Birmingham doesn’t attract the uber-wealthy, nor has a diversity of world-class sport, arts and culture. So unsurprisingly, only a few on the list have national recognition, none is a major figure: Liam Byrne, Digby Jones, Salma Yaqoob, Kumar Bhattycharyya, Julia King and, at a stretch (‘scuse the pun), David Bintley.
Do we even begin to make the the fringe of things here? Or are we merely thrown an occasional remark accompanied by a disdainful shrug, perhaps about our accent, our roads, our hands-dirty manufacturer image?
In, say, fifty or a hundred years, will history have Birmingham on the same map as Beijing, Banglalore, Silicon Valley, London, New York?
Will we be among those changing the world, as we were in Matthew Boulton’s time?
This year Mercer listed Vienna, Zurich, Geneva, Vancouver and Auckland as top 5 in their quality of living rankings.
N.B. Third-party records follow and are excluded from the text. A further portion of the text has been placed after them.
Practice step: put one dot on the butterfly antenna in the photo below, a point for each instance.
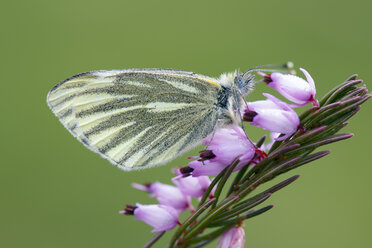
(212, 136)
(240, 115)
(287, 67)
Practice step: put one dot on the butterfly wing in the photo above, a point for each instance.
(137, 118)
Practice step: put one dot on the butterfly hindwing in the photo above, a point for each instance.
(137, 118)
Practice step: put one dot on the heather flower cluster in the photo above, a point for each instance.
(229, 149)
(173, 200)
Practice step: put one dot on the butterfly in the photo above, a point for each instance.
(139, 118)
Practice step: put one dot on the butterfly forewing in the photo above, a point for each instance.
(137, 118)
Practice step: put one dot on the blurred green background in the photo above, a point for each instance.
(57, 193)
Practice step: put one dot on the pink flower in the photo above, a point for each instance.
(232, 238)
(161, 217)
(292, 87)
(226, 145)
(191, 186)
(167, 195)
(273, 115)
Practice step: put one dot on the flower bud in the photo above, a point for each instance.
(166, 195)
(227, 144)
(273, 115)
(292, 87)
(232, 238)
(161, 217)
(191, 186)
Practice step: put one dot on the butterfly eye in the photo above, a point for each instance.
(239, 81)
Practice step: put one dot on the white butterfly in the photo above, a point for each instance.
(141, 118)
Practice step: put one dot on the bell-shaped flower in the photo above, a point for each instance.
(292, 87)
(191, 186)
(167, 195)
(161, 217)
(273, 115)
(232, 238)
(226, 145)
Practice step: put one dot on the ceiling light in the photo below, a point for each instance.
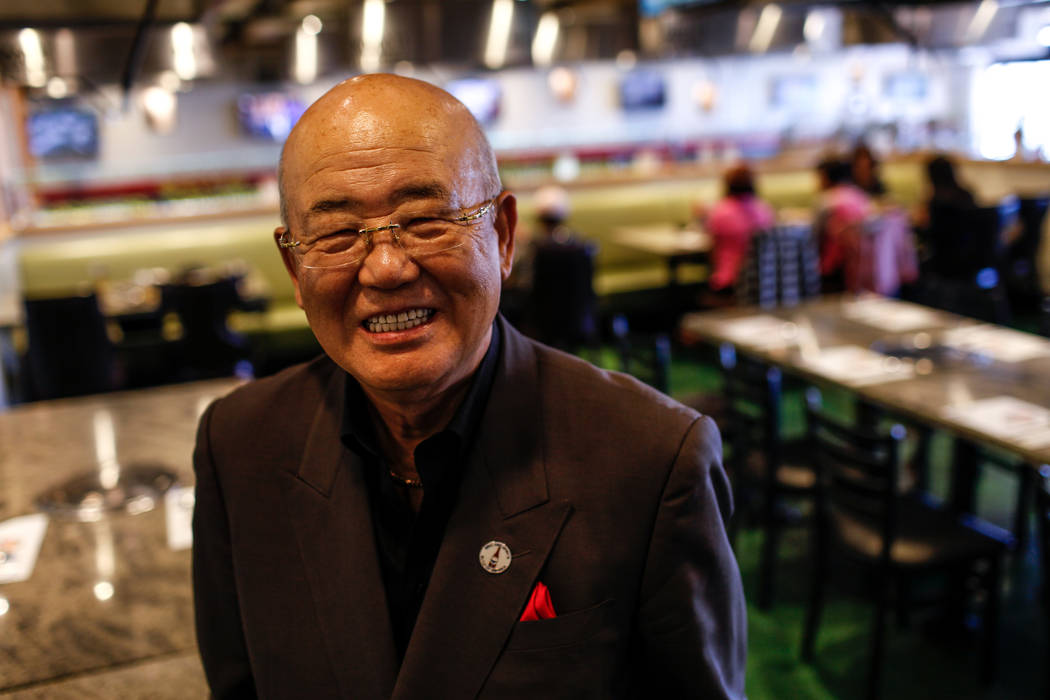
(545, 40)
(1043, 36)
(982, 19)
(562, 82)
(169, 81)
(159, 105)
(28, 41)
(306, 57)
(182, 47)
(499, 33)
(767, 26)
(57, 88)
(626, 60)
(65, 54)
(814, 26)
(312, 25)
(373, 25)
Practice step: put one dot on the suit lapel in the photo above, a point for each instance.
(468, 613)
(329, 506)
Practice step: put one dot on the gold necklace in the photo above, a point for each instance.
(403, 481)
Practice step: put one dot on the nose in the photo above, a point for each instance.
(386, 264)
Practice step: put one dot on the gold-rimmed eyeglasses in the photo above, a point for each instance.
(420, 233)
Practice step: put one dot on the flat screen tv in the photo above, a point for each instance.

Is there any chance we can begin to compete with the likes of them too?
It’s far-fetched.
We seem stuck in the infrastructures of our past, held too long in the automakers’ thrall. Perhaps we have too much baggage in our minds to imagine a different world.
But. . . just suppose Birmingham a century hence is up there with the rest. Who will have made the difference?
Put your money on the world-class scientific researchers here. Make no bones about it, only rigorous scientific effort gives us a chance to meet the challenges of nine billion on this planet.
Scientists are the revolutionaries.
Only the oncologist Nick James and the chemical engineer Waldemar Bujalski are on this list, along with Julia King. But there are others working here.
We rarely acknowledge them. Indeed, many hurl jibes that they are impractical, they’re not actually doing anything, or mock their ‘ivory tower’. All too often, they scrape around for funding.
Be that as it may, there are outstanding scientists working here in Birmingham, both men and women, people who have already made the world a better place.